I have a dataset that is too large to load all of it into memory. So instead, my thought is to load half the dataset, train on 2 epochs, then delete that data and load the other half, train, and repeat. However, even though I delete the data after each 2 epochs, it still crashes due to it being out of RAM.
I have tried training on each half of the dataset individually and it works. But when I try to create a loop that trains on half, deletes that half, then trains on the other half, it crashes.

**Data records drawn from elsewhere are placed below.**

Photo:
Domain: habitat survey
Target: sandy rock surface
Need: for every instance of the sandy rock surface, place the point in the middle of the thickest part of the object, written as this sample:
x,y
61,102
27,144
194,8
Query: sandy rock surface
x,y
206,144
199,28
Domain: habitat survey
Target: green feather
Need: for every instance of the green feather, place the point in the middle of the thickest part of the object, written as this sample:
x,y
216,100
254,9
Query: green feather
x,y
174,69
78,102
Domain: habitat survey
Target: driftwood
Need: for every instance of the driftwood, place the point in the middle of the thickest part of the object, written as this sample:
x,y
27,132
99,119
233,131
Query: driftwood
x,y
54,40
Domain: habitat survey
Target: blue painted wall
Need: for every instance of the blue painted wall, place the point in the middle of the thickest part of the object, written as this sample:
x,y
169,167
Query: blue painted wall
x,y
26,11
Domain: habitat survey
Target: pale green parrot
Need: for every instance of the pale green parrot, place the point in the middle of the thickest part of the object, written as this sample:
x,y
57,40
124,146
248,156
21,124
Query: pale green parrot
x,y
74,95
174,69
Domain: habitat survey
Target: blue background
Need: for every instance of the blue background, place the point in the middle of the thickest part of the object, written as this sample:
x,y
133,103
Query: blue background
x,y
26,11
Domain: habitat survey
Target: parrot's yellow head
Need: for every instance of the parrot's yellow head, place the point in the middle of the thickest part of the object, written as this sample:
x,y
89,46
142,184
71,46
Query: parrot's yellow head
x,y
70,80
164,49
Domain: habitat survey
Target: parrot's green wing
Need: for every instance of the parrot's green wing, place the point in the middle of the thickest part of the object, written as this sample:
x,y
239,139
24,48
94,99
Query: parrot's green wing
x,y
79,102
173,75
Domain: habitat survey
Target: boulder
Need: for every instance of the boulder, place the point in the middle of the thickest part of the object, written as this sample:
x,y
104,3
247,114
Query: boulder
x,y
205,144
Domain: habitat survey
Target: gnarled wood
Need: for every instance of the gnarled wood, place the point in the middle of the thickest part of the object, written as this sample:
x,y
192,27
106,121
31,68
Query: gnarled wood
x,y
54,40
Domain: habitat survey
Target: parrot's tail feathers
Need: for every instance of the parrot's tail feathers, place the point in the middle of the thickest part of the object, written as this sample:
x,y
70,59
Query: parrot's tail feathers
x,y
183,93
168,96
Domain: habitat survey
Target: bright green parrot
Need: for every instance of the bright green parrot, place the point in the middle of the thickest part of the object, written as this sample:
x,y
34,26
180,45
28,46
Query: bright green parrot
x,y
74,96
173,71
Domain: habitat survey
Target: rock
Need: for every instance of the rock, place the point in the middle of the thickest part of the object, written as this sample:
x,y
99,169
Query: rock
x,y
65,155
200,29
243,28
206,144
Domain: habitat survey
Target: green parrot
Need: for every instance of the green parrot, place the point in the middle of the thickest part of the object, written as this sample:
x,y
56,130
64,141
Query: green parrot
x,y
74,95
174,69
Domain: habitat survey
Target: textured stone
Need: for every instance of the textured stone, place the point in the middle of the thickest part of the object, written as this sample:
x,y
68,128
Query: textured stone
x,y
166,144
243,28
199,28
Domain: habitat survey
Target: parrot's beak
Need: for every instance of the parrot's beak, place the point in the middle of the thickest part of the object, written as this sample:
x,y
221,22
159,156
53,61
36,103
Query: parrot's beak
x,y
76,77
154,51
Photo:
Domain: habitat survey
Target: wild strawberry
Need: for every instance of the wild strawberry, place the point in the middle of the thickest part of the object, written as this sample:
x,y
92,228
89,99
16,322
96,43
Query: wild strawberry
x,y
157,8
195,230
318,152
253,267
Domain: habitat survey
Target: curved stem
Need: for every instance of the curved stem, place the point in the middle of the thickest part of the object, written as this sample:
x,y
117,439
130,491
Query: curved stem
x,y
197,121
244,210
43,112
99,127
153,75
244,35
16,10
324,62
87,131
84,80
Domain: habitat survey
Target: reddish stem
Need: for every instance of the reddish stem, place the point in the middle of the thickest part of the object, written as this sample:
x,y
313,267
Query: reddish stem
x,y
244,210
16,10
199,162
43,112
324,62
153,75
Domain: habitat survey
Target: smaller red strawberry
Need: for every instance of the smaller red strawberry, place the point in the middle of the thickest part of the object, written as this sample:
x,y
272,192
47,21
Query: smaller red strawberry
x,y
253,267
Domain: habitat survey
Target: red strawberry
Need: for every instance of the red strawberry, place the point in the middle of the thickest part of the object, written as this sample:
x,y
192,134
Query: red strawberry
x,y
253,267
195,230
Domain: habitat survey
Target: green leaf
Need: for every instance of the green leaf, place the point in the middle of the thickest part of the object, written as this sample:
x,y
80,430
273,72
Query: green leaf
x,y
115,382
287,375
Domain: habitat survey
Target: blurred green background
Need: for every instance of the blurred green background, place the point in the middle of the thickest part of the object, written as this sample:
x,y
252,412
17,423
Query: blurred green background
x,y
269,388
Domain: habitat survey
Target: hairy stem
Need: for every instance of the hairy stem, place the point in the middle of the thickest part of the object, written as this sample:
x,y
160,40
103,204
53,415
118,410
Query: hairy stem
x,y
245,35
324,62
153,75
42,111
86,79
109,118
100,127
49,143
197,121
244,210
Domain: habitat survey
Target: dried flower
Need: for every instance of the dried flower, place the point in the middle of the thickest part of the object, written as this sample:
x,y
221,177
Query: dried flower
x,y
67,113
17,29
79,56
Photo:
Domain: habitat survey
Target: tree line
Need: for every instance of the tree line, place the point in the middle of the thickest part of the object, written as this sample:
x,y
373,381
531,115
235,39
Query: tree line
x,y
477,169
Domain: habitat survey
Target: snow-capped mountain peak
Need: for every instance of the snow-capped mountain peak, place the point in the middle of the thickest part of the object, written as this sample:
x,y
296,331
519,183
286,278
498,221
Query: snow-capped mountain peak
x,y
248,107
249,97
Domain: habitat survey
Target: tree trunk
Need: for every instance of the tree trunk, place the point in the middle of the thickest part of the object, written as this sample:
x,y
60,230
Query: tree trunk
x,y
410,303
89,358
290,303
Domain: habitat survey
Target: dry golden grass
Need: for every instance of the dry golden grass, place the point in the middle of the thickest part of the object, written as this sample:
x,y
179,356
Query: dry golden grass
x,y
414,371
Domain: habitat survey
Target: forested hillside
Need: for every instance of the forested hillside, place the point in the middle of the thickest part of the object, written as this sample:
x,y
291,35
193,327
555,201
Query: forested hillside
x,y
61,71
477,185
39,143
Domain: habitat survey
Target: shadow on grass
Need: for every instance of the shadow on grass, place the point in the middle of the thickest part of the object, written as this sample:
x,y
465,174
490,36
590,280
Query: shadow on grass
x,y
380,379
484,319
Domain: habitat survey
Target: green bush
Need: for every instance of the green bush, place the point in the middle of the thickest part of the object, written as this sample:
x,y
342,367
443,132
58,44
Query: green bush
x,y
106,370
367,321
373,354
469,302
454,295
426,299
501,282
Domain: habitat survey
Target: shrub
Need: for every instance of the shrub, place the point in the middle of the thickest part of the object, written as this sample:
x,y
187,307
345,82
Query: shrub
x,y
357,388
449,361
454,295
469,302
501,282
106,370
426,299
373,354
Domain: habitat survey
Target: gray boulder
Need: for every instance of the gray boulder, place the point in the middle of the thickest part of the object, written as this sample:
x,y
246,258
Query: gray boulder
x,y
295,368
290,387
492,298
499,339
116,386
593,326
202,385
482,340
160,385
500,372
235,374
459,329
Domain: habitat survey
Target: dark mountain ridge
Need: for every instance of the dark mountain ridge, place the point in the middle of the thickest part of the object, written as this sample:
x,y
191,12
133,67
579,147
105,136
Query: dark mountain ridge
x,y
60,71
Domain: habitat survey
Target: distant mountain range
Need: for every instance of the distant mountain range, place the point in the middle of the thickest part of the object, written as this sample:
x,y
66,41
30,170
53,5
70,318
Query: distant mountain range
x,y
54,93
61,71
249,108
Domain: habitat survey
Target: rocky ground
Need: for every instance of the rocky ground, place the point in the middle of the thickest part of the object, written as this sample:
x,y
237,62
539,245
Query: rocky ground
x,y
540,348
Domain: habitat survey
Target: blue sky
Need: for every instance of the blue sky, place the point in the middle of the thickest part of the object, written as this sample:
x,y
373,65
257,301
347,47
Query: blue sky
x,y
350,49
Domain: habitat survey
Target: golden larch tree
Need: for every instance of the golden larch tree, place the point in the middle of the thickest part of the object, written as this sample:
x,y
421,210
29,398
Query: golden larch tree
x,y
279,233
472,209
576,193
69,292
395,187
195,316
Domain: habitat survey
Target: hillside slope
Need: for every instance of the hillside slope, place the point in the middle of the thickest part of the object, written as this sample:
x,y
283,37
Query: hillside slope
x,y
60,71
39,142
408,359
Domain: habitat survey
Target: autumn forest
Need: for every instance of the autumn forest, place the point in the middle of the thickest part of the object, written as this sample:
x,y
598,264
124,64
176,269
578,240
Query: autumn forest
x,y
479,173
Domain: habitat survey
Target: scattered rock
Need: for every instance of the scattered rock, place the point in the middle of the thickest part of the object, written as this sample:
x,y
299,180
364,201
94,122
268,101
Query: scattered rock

Keep in mind, it's not the GPU RAM, it's the system RAM I'm running out of.
here is the loop:
for i in range(20):
if i % 2 == 0:
X_train = np.load('/content/drive/My Drive/Kaggle ISLR/X_train_batch1.npy')
y_train = np.load('/content/drive/My Drive/Kaggle ISLR/y_train_batch1.npy')
X_train, X_val, y_train, y_val = train_test_split(X_train, y_train, test_size=0.2, random_state=42)
train_gen = MyDataGenerator(X_train, y_train, batch_size, first_dim)
val_gen = MyDataGenerator(X_val, y_val, batch_size, first_dim)
del X_train
del y_train
model.fit(
train_gen,
validation_data=val_gen,
epochs=2,
callbacks=[checkpoint_callback]
)
del train_gen
del val_gen
else:
X_train = np.load('/content/drive/My Drive/Kaggle ISLR/X_train_batch2.npy')
y_train = np.load('/content/drive/My Drive/Kaggle ISLR/y_train_batch2.npy')
X_train, X_val, y_train, y_val = train_test_split(X_train, y_train, test_size=0.2, random_state=42)
train_gen = MyDataGenerator(X_train, y_train, batch_size, first_dim)
val_gen = MyDataGenerator(X_val, y_val, batch_size, first_dim)
del X_train
del y_train
model.fit(
train_gen,
validation_data=val_gen,
epochs=2,
callbacks=[checkpoint_callback]
)
del train_gen
del val_gen
Is there a better way to do this to prevent running out of RAM?